TPU models for Open Images 2019 Object Detection Challenge | Kaggle
How-to
I recommend these tutorials to get started with TPUs:
- https://cloud.google.com/tpu/docs/tutorials/resnet for image classification;
- https://cloud.google.com/tpu/docs/tutorials/retinanet for object detection;
- https://cloud.google.com/tpu/docs/tutorials/mask-rcnn for instance segmentation.
My changes to this repo
- I added scripts/ directory with my data processing and inference scripts.
- I added a lot of models into the models/official/detection/configs/yaml/.
- I added EfficientNet support into the RetinaNet code: https://github.com/artyompal/tpu_models/blob/master/models/official/detection/modeling/architecture/efficientnet_model.py
- I also added SE-ResNext support, but it's incomplete and works too slow. At least, you'd have to transpose channels: https://github.com/artyompal/tpu_models/blob/master/models/official/detection/modeling/architecture/seresnext.py
- Here I fixed the train_and_eval loop not supporting restarts: tensorflow/tpu#496
- Here I fixed loading of pretrained models. Standard
tf.init_from_checkpoint()
function fails even if a single variable is missing. So it fails with pretrained EfficientNets in case they use different optimizer than you. I provided a more permissive function.
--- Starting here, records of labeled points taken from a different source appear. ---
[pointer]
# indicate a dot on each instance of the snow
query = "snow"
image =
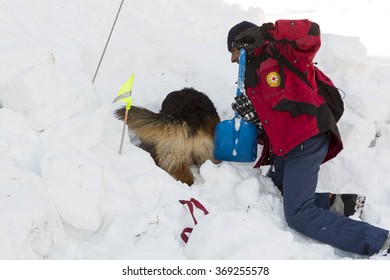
(66, 192)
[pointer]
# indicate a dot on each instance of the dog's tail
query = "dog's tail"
(152, 127)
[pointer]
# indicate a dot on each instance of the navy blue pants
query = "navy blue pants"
(308, 212)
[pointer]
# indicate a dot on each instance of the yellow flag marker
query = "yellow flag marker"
(124, 95)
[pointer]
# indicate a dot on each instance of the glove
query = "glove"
(244, 107)
(253, 37)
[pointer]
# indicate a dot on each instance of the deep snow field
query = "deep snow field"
(66, 193)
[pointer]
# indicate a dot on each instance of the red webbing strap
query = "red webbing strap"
(191, 203)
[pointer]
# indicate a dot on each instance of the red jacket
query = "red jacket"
(289, 110)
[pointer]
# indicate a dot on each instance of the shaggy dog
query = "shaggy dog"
(180, 135)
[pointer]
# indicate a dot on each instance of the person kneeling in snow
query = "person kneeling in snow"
(299, 135)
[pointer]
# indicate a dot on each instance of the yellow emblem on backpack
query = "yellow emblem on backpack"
(273, 79)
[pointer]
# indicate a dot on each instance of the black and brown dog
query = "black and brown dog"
(180, 135)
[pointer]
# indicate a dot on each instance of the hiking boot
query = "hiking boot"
(347, 204)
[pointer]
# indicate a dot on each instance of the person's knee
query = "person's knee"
(297, 219)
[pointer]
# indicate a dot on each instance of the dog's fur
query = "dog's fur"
(180, 135)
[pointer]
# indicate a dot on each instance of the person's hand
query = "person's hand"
(244, 108)
(253, 37)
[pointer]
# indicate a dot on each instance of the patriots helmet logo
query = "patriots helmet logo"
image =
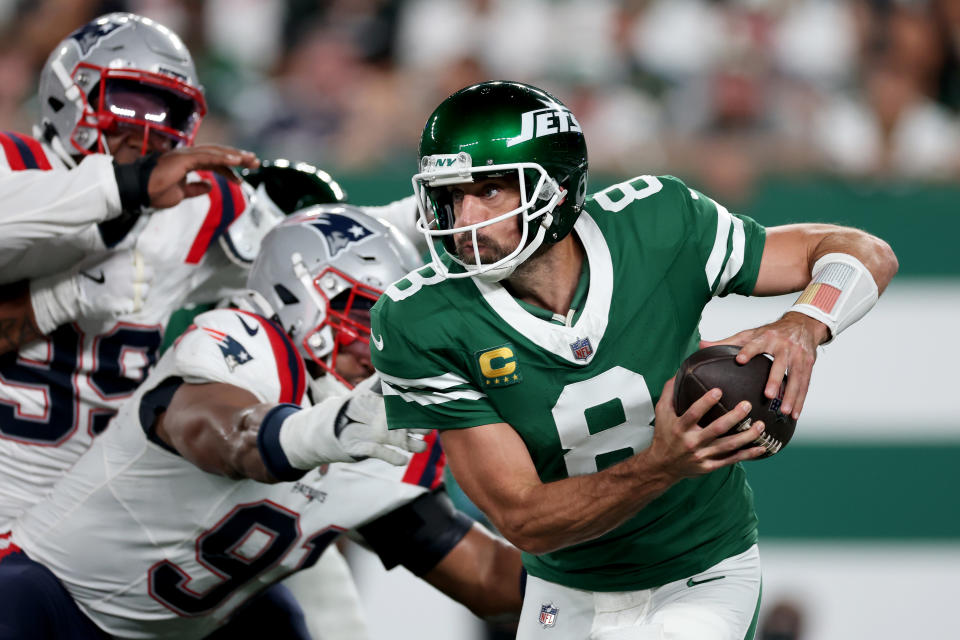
(339, 231)
(89, 34)
(234, 353)
(582, 349)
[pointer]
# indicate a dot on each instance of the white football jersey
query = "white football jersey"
(50, 213)
(150, 546)
(56, 394)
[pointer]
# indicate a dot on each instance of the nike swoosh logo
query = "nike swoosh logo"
(250, 331)
(692, 583)
(98, 279)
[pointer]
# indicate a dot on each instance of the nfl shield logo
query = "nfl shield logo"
(548, 615)
(581, 348)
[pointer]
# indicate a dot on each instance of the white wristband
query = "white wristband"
(840, 292)
(55, 300)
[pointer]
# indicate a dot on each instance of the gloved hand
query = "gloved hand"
(101, 286)
(347, 429)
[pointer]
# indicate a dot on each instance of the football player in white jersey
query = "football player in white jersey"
(211, 484)
(119, 105)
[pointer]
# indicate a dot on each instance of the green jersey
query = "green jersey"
(460, 353)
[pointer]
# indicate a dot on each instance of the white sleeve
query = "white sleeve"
(37, 205)
(403, 215)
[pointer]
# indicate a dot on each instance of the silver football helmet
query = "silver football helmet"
(321, 270)
(119, 70)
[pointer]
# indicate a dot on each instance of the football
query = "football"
(717, 367)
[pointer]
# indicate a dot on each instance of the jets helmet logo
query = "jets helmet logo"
(90, 34)
(340, 231)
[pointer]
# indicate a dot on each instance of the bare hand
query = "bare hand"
(168, 184)
(684, 449)
(792, 341)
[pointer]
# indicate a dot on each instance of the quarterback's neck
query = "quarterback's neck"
(549, 279)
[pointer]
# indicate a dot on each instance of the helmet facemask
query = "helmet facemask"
(539, 195)
(343, 317)
(140, 100)
(118, 72)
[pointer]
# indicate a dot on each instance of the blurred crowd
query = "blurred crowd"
(722, 90)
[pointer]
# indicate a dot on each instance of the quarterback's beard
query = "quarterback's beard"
(490, 251)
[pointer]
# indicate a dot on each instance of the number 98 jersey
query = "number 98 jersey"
(150, 546)
(580, 391)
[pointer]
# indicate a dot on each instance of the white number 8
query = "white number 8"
(571, 417)
(628, 193)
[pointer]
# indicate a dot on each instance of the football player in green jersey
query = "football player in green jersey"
(543, 339)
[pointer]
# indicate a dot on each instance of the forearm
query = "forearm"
(18, 326)
(47, 204)
(792, 250)
(217, 434)
(483, 573)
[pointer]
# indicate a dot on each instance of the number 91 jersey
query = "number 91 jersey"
(150, 546)
(580, 391)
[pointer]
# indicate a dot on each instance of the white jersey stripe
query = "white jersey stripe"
(425, 398)
(719, 251)
(444, 381)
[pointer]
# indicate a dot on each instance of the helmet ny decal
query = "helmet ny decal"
(582, 349)
(340, 231)
(89, 34)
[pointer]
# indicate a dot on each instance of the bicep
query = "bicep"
(785, 266)
(205, 424)
(492, 466)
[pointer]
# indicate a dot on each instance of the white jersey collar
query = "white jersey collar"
(579, 343)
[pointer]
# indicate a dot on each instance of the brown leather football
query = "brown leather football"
(717, 367)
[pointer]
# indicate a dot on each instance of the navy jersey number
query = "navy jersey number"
(220, 550)
(56, 379)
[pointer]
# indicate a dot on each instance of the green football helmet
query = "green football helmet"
(273, 191)
(501, 129)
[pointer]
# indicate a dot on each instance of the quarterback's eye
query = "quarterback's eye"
(491, 189)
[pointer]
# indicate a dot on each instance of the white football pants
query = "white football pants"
(720, 603)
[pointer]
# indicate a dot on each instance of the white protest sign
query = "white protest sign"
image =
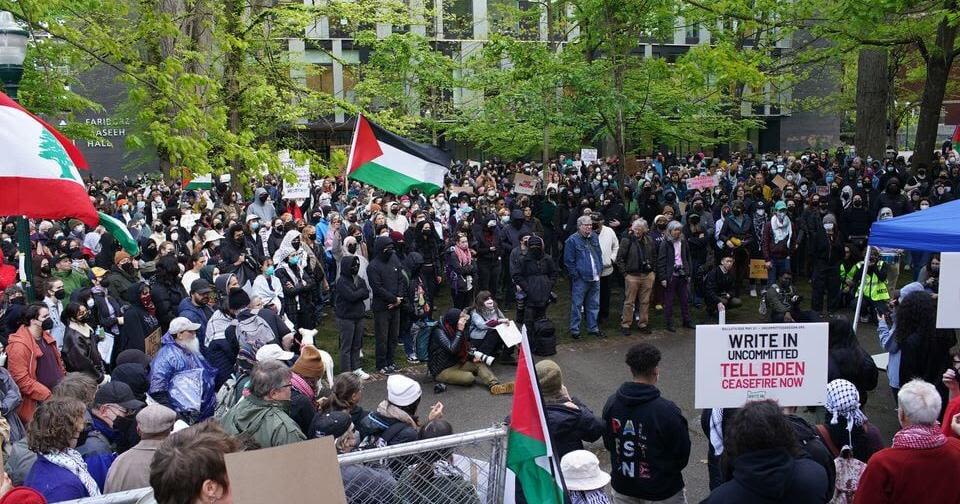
(301, 188)
(751, 362)
(948, 294)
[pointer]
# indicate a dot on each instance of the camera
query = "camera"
(484, 358)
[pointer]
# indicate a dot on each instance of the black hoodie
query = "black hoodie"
(351, 291)
(648, 441)
(385, 276)
(773, 476)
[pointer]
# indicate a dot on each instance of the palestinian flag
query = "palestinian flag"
(529, 452)
(39, 169)
(393, 163)
(120, 232)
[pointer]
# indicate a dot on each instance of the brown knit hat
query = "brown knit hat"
(550, 378)
(309, 364)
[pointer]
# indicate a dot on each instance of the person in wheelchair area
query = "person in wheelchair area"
(783, 302)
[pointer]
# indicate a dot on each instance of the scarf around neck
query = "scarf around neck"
(71, 460)
(920, 437)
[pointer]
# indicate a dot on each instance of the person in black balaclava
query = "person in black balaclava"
(385, 274)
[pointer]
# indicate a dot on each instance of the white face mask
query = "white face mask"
(193, 345)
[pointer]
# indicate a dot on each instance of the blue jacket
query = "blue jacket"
(576, 257)
(54, 482)
(172, 360)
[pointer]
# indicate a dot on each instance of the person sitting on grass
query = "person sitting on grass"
(452, 361)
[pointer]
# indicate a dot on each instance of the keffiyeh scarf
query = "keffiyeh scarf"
(72, 461)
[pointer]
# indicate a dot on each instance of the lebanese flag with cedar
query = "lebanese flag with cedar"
(393, 163)
(529, 451)
(39, 169)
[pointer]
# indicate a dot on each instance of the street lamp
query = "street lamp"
(13, 50)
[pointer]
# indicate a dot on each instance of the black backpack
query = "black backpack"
(543, 339)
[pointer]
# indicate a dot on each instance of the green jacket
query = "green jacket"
(266, 422)
(72, 280)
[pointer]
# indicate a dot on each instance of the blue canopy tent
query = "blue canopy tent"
(936, 229)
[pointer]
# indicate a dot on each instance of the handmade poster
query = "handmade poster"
(738, 363)
(948, 293)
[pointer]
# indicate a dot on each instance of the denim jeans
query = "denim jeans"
(586, 295)
(777, 268)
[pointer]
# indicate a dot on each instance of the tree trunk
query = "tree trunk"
(939, 60)
(872, 100)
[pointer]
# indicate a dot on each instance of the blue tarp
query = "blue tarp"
(936, 229)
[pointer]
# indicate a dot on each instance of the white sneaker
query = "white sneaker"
(307, 336)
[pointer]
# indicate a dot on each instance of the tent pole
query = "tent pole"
(863, 281)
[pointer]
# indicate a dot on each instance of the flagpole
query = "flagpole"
(353, 147)
(554, 464)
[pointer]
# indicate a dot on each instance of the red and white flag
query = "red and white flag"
(40, 169)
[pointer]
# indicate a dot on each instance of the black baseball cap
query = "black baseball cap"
(200, 286)
(116, 392)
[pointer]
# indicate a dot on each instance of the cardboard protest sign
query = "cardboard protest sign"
(948, 298)
(701, 182)
(525, 184)
(301, 188)
(753, 362)
(281, 474)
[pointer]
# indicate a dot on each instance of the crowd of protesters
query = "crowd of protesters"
(212, 320)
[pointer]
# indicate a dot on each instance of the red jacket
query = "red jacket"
(901, 475)
(22, 355)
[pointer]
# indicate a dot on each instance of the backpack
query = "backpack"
(421, 331)
(849, 470)
(252, 333)
(230, 393)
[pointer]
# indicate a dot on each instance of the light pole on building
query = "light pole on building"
(13, 50)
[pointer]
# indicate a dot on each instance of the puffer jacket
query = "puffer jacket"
(172, 360)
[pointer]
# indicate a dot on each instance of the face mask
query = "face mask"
(193, 345)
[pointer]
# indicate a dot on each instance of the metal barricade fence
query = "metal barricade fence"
(461, 468)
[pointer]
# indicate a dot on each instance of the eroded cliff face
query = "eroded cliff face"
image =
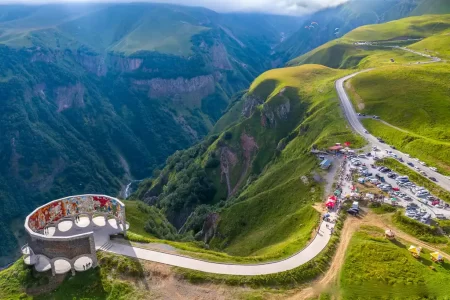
(69, 96)
(269, 114)
(219, 57)
(95, 64)
(198, 87)
(250, 104)
(125, 64)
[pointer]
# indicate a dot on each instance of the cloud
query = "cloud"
(284, 7)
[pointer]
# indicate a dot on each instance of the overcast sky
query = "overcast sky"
(296, 7)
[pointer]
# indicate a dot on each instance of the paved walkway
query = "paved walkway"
(302, 257)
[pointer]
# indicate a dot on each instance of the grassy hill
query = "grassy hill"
(336, 22)
(413, 98)
(96, 95)
(266, 210)
(432, 7)
(344, 53)
(377, 268)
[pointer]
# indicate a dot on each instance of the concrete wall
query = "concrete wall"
(68, 248)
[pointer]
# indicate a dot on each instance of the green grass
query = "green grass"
(273, 217)
(421, 231)
(432, 7)
(376, 268)
(288, 279)
(436, 45)
(416, 178)
(137, 218)
(412, 27)
(413, 98)
(343, 53)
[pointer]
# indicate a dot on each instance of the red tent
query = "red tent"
(335, 148)
(330, 204)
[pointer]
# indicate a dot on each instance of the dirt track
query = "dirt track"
(328, 282)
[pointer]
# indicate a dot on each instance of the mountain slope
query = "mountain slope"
(336, 22)
(96, 95)
(352, 51)
(246, 182)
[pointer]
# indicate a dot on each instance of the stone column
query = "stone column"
(93, 255)
(52, 264)
(124, 221)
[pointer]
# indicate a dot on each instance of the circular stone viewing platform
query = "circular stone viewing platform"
(64, 234)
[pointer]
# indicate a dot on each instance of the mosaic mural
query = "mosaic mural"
(70, 206)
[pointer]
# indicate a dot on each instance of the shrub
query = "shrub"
(228, 135)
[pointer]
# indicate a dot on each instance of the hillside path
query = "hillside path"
(309, 252)
(357, 126)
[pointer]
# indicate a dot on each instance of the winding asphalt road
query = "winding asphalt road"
(312, 250)
(355, 123)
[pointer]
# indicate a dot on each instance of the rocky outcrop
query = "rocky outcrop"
(95, 64)
(250, 104)
(197, 87)
(283, 110)
(43, 56)
(228, 160)
(188, 129)
(231, 35)
(210, 227)
(269, 114)
(219, 56)
(248, 146)
(125, 64)
(69, 96)
(39, 90)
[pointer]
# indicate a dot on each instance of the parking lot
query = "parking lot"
(419, 203)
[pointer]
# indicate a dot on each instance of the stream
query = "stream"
(131, 186)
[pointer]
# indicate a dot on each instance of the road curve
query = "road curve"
(355, 123)
(312, 250)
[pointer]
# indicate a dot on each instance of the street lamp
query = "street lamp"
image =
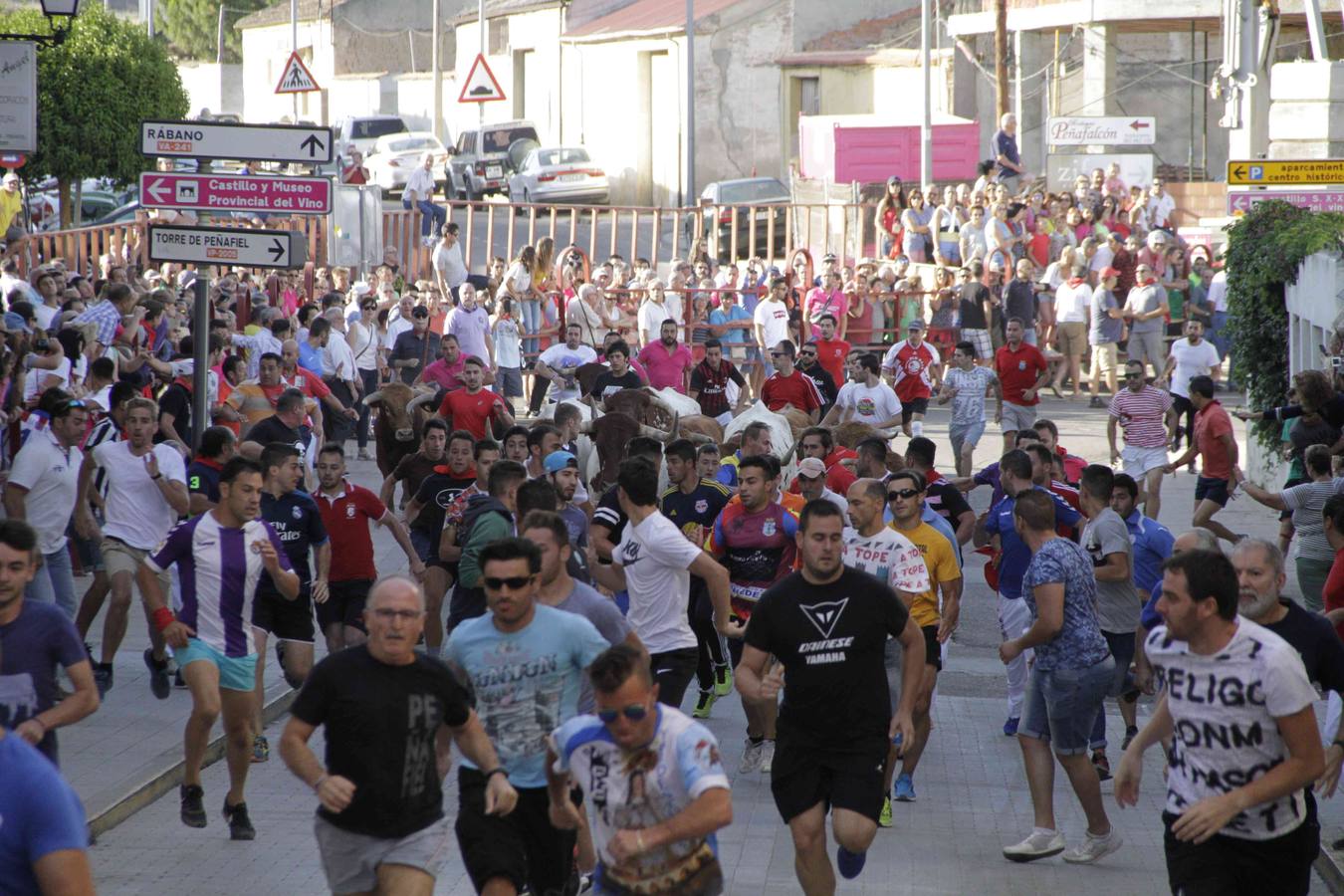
(57, 12)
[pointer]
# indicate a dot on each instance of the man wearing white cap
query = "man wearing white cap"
(11, 208)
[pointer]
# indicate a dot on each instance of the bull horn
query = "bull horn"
(423, 398)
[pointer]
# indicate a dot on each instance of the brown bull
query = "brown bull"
(399, 422)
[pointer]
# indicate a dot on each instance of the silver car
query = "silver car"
(560, 175)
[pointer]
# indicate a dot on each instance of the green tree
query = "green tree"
(93, 92)
(192, 27)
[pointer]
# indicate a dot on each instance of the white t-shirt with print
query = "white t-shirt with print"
(1224, 710)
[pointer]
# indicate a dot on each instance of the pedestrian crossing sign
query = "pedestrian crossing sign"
(296, 78)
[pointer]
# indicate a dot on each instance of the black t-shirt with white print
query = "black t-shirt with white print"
(830, 641)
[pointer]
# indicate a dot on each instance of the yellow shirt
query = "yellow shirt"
(941, 561)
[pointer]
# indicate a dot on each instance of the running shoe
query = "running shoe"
(158, 681)
(1093, 849)
(192, 806)
(239, 825)
(750, 757)
(103, 679)
(767, 757)
(849, 864)
(1040, 844)
(723, 680)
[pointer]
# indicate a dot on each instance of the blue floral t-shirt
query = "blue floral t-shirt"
(1079, 642)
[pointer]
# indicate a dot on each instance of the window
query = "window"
(498, 30)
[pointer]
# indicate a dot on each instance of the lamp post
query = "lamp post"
(57, 12)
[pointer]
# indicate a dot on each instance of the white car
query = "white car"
(558, 175)
(395, 156)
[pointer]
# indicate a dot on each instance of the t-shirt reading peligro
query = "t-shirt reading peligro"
(830, 639)
(1224, 707)
(382, 723)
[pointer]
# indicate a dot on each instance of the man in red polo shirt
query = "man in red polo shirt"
(1021, 372)
(1216, 442)
(789, 385)
(472, 407)
(830, 349)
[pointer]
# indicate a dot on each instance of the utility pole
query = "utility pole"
(690, 196)
(436, 66)
(1001, 60)
(926, 122)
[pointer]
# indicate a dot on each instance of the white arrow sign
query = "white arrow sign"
(227, 246)
(258, 142)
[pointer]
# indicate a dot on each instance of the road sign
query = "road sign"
(296, 78)
(260, 142)
(1285, 173)
(237, 192)
(1101, 130)
(1242, 200)
(480, 85)
(227, 246)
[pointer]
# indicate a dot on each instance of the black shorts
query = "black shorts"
(1232, 866)
(521, 846)
(344, 603)
(1213, 489)
(283, 618)
(803, 776)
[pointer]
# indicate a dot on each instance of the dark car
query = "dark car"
(721, 198)
(480, 161)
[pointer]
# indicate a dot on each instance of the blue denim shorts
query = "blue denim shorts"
(1062, 704)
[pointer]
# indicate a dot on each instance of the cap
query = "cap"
(812, 468)
(557, 461)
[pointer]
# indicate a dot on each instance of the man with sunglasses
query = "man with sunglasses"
(630, 751)
(525, 661)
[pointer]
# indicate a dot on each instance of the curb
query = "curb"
(171, 777)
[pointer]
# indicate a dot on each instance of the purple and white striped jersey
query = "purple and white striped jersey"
(219, 569)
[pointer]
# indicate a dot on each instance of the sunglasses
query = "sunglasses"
(634, 712)
(514, 583)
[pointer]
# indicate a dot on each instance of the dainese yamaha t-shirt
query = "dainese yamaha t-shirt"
(830, 639)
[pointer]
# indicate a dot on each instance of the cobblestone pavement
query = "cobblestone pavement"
(972, 788)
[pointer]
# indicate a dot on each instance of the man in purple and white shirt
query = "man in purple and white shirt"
(221, 557)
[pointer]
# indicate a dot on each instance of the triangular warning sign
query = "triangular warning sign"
(296, 78)
(480, 85)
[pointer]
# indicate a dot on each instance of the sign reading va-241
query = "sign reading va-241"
(227, 246)
(237, 192)
(258, 142)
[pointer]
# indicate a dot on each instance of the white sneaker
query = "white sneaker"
(1094, 848)
(767, 757)
(752, 758)
(1040, 844)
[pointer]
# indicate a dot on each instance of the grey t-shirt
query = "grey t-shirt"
(607, 621)
(1117, 602)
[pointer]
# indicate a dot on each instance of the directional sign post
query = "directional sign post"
(1101, 130)
(238, 192)
(1262, 172)
(258, 142)
(227, 246)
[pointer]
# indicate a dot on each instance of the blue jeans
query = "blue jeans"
(533, 322)
(56, 581)
(429, 211)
Training and inference process
Data preparation
My training pipeline for this complex dataset is quite complex. Maybe you won't need all of this. Anyway, this is what I do.
I remove any annotations with IsGroupOf. Then I split classes into 6 groups by frequency: 1-100, 101-200, 201-300, 301-400, 400-432 and Human Parts (11 classes, a special dataset is provided for these). Then I pick 5 images per class for validation (I handpicked correct samples by blacklisting incorrect ones). Finally, I generate COCO-style validation.json. To achieve all of this, just do:
cd scripts/
./prepare_datasets.sh
Then I build TFRecord files and upload them to GCS. Replace links to gs://new_tpu_storage/
with the link to your very own GSC storage and run this:
./prepare_tfrecords_v1.sh
./upload_files_to_gcs.sh
Create an instance
Open the Cloud Console in your Google Cloud Project webpage and use the ctpu
tool to create cloud instances with TPUs:
gcloud config set project $YOUR_TPU_PROJECT_ID
and then one of:
ctpu up --tpu-size=v3-8 --machine-type n1-standard-4 --zone ZONE --name TPU_NAME
or:
ctpu up --tpu-size=v2-8 --machine-type n1-highmem-2 --zone ZONE --name TPU_NAME
or:
ctpu up --tpu-size=v2-8 --machine-type n1-highmem-2 --zone ZONE --name TPU_NAME --preemptible
or when your TPU has been preempted and you need a new one:
ctpu up --tpu-size=v2-8 --zone ZONE --name TPU_NAME --preemptible --tpu-only --noconf
optional: open the port for TensorBoard
gcloud compute firewall-rules create tensorboard --allow tcp:6006 --source-tags=TPU_NAME --source-ranges=0.0.0.0/0
Train a model
SSH into an instance:
gcloud beta compute --project YOUR_TPU_PROJECT_ID ssh --zone YOUR_ZONE TPU_NAME
And then:
cd tpu_models/scripts/
git pull
./train_on_dataset.sh DATASET_PART VERSION
or
./train_on_fold.sh DATASET_PART VERSION FOLD_NUMBER
Export a model
Saved models are in TPU-specific format. You can export them into a device-independent format like this:
./export_saved_model.sh PART VERSION STEP
Infer predictions
When you have downloaded your model from the cloud, you can run the inference on your GPU like this. I use Docker to take care of TensorFlow and CUDA, but it's not necessary:
./docker_run.sh python inference.py PREDICTIONS.PKL MODEL_DIR
Generate submission
When you have a Pickle file with predictions, you can generate a csv submission:
# generate a csv file:
./gen_sub.py PREDICTIONS.PKL
# combine csv files from different parts (simply concatenates)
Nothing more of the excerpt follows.